Why is this? I suspect that one reason is that President Obama does not want the United States alone to bear the brunt, economically or in terms of foreign policy, of standing up to China. All the Treasury bonds held by China, all the U. S. companies already substantially invested there, the Chinese spot on the U. N. Security Council, all militate against this much needed aggressive posture on trade.

But I urge the president to take a lesson from himself, and apply the reasoning of Monday night's speech on Libya to the international trade arena. The President should work on building an international consensus to deal with Chinese subsidies. He should direct his trade officials to meet intensively with other countries to kick-off this initiative. I think he would find allies for this effort in the European Union, and in Mexico, Turkey, Argentina, Canada, Brazil, and Japan, among other countries. I have talked to trade negotiators and industries in all these countries and they share our concerns. None of them want to see their industries moving to China, particularly the emerging industries of the future.

Conveniently, Secretary of the Treasury Tim Geithner is going to Nanjing, China this week to meet with the G-20 leadership to discuss global economic issues.

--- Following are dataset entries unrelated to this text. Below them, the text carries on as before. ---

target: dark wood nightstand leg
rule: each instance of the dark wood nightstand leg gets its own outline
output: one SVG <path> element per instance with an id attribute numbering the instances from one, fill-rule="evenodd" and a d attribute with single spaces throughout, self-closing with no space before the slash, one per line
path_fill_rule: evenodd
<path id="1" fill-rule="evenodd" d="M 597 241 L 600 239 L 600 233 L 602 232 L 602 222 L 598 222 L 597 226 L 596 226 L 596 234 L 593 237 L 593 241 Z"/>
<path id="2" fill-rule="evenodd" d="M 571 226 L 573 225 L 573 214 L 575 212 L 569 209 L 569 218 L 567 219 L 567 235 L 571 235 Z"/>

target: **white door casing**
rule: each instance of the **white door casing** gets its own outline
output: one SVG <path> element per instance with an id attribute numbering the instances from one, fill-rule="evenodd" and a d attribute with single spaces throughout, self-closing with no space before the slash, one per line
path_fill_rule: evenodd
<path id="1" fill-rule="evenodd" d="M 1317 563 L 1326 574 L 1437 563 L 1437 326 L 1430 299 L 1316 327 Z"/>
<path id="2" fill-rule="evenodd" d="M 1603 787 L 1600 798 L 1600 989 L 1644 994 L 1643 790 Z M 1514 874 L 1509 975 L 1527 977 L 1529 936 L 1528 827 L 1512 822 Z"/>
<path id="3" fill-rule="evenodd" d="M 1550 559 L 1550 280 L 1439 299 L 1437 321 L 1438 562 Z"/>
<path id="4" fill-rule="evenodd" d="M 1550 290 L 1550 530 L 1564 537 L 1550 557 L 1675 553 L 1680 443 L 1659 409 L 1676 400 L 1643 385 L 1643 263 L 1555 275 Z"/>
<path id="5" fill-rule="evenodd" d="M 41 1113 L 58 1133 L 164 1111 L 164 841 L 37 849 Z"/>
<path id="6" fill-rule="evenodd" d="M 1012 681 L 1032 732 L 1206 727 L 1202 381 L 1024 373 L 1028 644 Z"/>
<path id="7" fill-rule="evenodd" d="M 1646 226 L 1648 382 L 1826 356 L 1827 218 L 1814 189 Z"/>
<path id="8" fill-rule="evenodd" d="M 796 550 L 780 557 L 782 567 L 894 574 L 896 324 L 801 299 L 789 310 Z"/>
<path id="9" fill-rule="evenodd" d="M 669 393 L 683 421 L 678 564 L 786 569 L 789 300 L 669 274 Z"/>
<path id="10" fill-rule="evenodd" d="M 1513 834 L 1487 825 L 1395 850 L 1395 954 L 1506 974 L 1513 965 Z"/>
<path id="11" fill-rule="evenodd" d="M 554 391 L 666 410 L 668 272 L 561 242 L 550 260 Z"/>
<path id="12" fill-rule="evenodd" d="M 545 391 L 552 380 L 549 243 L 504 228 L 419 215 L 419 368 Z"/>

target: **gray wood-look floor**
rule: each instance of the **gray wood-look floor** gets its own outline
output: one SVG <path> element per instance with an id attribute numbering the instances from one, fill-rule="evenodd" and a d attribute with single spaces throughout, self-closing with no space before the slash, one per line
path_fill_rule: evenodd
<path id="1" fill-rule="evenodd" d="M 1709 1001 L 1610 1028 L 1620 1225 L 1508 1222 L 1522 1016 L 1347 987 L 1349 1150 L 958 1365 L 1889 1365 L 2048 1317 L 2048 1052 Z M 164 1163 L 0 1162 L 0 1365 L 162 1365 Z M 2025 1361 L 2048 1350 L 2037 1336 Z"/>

He should take the opportunity to meet off-line with like minded G-20 leaders and should focus on two issues. First, he should suggest that these countries join with the United States to begin an anti-subsidy case at the WTO (World Trade Organization) regarding the Chinese undervalued currency. In my view this international case is not the ideal approach; it would be better to proceed alone under our own laws. But it may be one the Administration is more comfortable with, consistent with the new Obama Doctrine of coalition building.

Secondly Mr. Geithner should call on key members of the G-20 to begin a strategic dialogue with China, on their subsidy practices for emerging industries, which would demand a change in direction. Subsidies are as unfair and distortive as tariffs, a trade barrier the U.S. led the world in fighting back years ago when it started the GATT and the WTO. It is now time for us to exercise the same leadership on this most significant unfair trade practice of today.